Analysis of Unexpected Results
Applicant argues at pg. 13-14 that the present application provides a large number of exemplary compositions comprising a poloxamer and a carbohydrate polymer in concentrations within and across the presently claimed ranges that form a gel around body temperature (the Examiner is directed to Example 2) and the present application provides experimental data showing in vivo efficacy of compositions having the claimed features for delivering payloads to a tumor resection site (the Examiner is directed to Example 5). Applicant argues that in view of Bromberg’s lack of specific teachings of compositions comprising carbohydrate polymers and poloxamer with concentrations within the claimed ranges, the present results are unexpected.

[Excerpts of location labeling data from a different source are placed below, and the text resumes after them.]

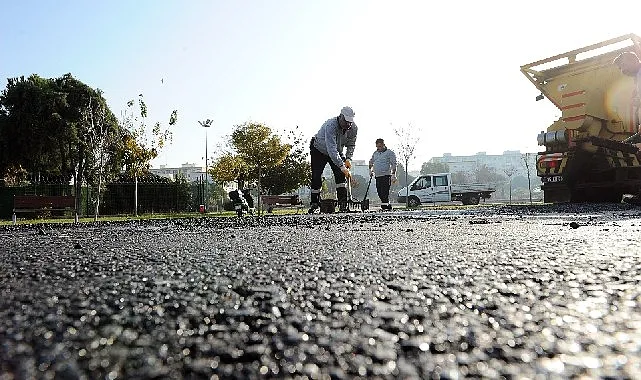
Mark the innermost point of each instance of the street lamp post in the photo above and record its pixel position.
(206, 124)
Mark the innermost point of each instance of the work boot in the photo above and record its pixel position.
(341, 195)
(343, 207)
(314, 208)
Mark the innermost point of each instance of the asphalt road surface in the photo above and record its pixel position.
(490, 291)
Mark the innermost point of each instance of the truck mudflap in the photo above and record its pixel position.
(551, 166)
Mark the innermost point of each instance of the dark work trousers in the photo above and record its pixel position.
(319, 161)
(383, 183)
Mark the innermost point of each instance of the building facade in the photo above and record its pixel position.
(511, 161)
(190, 172)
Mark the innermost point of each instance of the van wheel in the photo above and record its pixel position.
(414, 201)
(472, 199)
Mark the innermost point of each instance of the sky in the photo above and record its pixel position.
(447, 70)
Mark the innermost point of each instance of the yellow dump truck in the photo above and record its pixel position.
(589, 155)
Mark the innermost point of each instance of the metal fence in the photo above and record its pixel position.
(117, 198)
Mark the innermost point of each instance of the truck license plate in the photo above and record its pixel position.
(556, 178)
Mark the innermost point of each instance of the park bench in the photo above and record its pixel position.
(271, 201)
(42, 203)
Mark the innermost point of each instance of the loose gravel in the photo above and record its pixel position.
(521, 292)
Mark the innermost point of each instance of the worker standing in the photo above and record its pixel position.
(382, 167)
(335, 135)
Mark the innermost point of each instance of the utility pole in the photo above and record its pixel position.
(206, 124)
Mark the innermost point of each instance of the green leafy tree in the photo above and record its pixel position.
(142, 145)
(408, 138)
(434, 165)
(254, 149)
(228, 168)
(293, 172)
(46, 129)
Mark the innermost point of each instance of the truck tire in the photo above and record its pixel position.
(414, 201)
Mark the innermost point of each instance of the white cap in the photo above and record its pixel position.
(348, 114)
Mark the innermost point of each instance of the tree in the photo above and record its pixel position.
(401, 173)
(98, 120)
(254, 148)
(45, 129)
(408, 138)
(140, 145)
(293, 172)
(434, 165)
(227, 168)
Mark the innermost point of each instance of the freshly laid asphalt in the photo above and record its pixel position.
(491, 291)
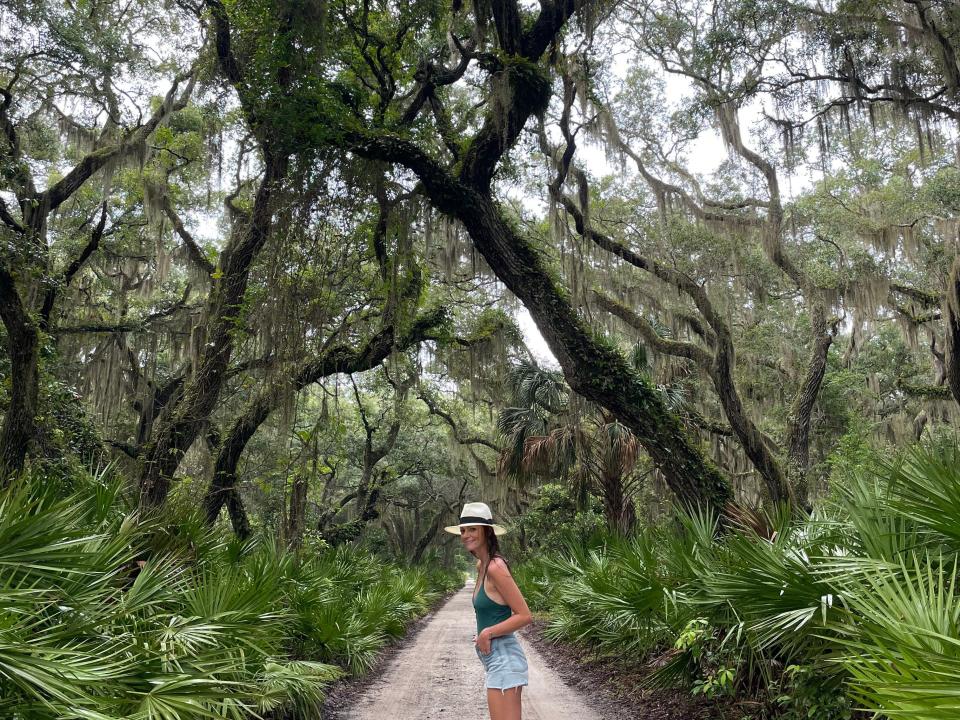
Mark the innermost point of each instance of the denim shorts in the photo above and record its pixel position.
(505, 664)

The Examiner has fully reviewed and considered the unexpected results alleged by the applicant. Example 2 shows that mixtures of 6-12 wt.% Poloxamer 407 and 0.7-9 wt.% hyaluronic acid form gels at 37°C. The Examiner notes that no values outside these ranges were tested. Example 5 shows that mice receiving gels of hyaluronic acid and P407 incorporated with TLR7/8 show a higher survival rate than the control group without the TLR7/8 agonist (i.e., the hydrogels are able to deliver TLR7/8 to tumor resection sites).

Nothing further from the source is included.